The obsessive speculation has already begun, along with banter about how Goldman’s rapid return to minting money will be perceived by lawmakers and taxpayers who aided Goldman with a multibillion-dollar cushion last fall.
Others have said earlier that Goldman Sachs started behaving more like a hedge fund rather than a bank since the credit crunch. The NYT concurs by noting that Goldman’s profits are likely due to the fact that it took more risk compared to others:
While others are shying away from risks, Goldman is courting them. A common measure of risk-taking at Goldman and other banks is known as value at risk, which estimates how much money a firm might lose on a single day. At Goldman, that figure rose by more than 20 percent in the first quarter. Analysts predict Goldman’s V.A.R. ran high in the second quarter as well.
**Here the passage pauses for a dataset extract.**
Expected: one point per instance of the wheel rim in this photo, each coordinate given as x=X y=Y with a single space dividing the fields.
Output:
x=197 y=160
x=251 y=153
“It’s taking opportune risk that others aren’t taking,” said Charles Geisst, author of the forthcoming “Collateral Damaged” and a Wall Street historian. “They are scooping up all the risks that are available.”
It goes without saying that an implicit government guarantee obtained by having powerful allies in high places creates moral hazard. And there may even be more than just a grain of truth to the conspiracy theory that the federal government bailed out AIG but not Lehman Brothers because Goldman Sachs was a significant counter-party:
For all its success, Goldman is not impregnable. In addition to the federal money it took last fall, it benefited from the government’s bailout of the American International Group, being paid 100 cents on the dollar for its $13 billion counterparty exposure to the insurer, and it has $28 billion in outstanding debt issued cheaply with the backing of the Federal Deposit Insurance Corporation.
Also, did I forget to mention earlier that Edward Liddy, AIG’s CEO Edward Liddy served on the board of Goldman Sachs from 2003-2008 and owns about US$3M worth of Goldman stock? But of course let’s not lose sight of the fact that the so-called conspiracy theories are gaining traction.